The House of Representatives has passed legislation granting access to the Industrial Disputes Tribunal (IDT) to non-unionised workers, who have disputes with their employers.
Opening the debate on the amendments to the Labour Relations and Industrial Disputes Act (LRIDA) on Tuesday (October 6), Minister of Labour and Social Security, Hon. Pearnel Charles, said that currently he is unable to use any of the provisions of the Act to refer disputes involving non-unionised workers to the IDT to be resolved.
He said that, despite the restrictions, since the inception of the Act in 1975, Ministers of Labour had referred matters relating to non-unionised workers to the IDT. But, in 1986, the practice was “severely curtailed”, following a landmark ruling by the Full Court in a matter involving West Indies Yeast Limited.
Mr. Charles noted that, in that case, the Court ruled that “the scheme of the LRIDA only contemplates disputes between an employer and a non-unionised worker, where this dispute threatens industrial peace”.
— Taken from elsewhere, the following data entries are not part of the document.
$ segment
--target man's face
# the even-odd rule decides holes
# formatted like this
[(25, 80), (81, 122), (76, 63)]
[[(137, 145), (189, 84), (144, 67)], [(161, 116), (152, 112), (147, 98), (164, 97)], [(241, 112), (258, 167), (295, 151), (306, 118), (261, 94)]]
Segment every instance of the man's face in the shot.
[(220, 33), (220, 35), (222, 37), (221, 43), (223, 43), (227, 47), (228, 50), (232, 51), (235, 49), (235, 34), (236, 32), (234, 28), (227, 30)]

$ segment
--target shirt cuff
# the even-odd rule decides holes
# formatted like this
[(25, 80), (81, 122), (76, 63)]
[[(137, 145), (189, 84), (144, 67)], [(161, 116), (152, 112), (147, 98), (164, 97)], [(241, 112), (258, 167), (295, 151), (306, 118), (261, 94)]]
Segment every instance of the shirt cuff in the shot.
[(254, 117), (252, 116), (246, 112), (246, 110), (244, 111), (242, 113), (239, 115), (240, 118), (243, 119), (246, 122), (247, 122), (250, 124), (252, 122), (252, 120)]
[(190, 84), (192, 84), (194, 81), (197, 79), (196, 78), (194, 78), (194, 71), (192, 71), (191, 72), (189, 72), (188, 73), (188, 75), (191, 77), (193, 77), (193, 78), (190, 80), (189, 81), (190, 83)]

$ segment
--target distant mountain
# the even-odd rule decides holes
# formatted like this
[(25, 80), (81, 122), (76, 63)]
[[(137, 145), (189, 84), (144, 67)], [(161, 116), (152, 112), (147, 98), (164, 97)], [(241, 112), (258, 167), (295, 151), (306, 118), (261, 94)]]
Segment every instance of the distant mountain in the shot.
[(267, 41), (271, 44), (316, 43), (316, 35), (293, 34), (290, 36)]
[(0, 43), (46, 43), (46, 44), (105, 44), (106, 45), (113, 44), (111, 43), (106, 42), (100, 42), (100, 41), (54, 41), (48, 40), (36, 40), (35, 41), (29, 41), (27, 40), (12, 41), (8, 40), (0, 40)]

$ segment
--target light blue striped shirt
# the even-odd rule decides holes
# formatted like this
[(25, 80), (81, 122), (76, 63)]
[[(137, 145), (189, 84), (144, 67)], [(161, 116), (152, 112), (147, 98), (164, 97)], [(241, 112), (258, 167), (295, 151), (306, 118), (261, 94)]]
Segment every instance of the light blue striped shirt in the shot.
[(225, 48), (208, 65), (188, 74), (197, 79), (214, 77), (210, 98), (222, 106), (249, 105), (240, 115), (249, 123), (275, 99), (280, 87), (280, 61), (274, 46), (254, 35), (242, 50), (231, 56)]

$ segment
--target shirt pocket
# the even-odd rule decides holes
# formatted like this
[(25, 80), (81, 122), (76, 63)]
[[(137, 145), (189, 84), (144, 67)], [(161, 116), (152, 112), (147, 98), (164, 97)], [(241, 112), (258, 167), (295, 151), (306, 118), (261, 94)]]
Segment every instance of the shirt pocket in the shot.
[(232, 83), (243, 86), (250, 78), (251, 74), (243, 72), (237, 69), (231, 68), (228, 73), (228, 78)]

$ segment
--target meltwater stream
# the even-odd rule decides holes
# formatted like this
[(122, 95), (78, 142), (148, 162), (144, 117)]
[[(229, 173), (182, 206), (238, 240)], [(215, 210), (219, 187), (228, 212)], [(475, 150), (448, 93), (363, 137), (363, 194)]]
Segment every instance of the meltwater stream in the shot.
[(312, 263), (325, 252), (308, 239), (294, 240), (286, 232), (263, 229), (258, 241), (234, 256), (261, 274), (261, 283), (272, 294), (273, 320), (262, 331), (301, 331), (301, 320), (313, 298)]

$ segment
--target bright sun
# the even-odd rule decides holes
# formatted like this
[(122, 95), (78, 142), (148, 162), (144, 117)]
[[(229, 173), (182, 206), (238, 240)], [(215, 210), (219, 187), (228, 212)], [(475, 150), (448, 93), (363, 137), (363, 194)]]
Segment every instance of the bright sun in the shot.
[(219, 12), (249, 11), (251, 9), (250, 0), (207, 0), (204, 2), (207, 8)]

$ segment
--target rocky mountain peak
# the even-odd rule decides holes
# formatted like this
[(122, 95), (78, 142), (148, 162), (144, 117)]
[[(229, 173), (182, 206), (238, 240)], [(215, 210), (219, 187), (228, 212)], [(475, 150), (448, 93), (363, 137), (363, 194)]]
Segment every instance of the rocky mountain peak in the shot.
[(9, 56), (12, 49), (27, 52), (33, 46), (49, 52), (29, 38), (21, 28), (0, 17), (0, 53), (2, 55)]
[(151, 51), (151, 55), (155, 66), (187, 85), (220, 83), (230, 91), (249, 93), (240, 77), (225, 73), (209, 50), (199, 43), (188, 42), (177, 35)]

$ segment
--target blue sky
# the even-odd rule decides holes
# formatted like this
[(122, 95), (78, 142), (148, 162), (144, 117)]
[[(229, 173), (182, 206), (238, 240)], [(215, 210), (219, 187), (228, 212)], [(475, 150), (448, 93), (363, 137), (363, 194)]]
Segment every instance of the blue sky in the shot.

“The ultimate importance of the decision, therefore, was that the Minister could no longer refer these types of matters to the IDT, as it is highly unlikely that a dispute between a non-unionised worker and his employer will threaten industrial peace, so that the Minister may intervene,” Mr. Charles explained.
He said that with a ratio of four non-unionised workers to every unionised worker in Jamaica, the Ministry’s Pay and Conditions of Service branch has come under severe pressure, with as many as 6,000 complaints from these workers in 2008.
Mr. Charles said that the proposed Bill seeks to “level the playing field”, by granting the unionised worker access to the IDT, even in the absence of an impending industrial dispute.
This has been accomplished by amending Section 11A of the LRIDA, removing the need for it to be shown that the dispute needs to be settled expeditiously, or that industrial action is likely to be taken or contemplated, before the Minister can refer the matter to the IDT.
The amendments are also strengthened by widening the definitions of “industrial dispute” and “undertaking” in section 2 of the Act.
The definition of “industrial dispute” has been expanded, to include circumstances involving workers who are not members of trade unions having bargaining rights. The Act has also been amended to widen the definition of “undertaking”, to include trades and businesses which employ only one worker.
There is also an amendment removing the current stipulation that the Minister must be satisfied that the issue has to be settled expeditiously, and allowing the Minister to refer the dispute, even if industrial is not being taken or contemplated.
The Second Schedule was also amended, allowing the Minister to increase the number of Deputy Chairmen of the IDT, to include a Deputy Chairman who will assess the disputes involving non-unionised workers before a decision is made on whether they should be referred to the Tribunal or not.
The amendments were supported by the Opposition’s spokesman on Labour, Derrick Kellier, who said that Jamaica needed a first class, or “cutting edge” industrial relations system to survive, and that this must be facilitated by the Government.
“The maxim that ‘justice delayed is justice denied’ rings true,” Mr. Kellier said.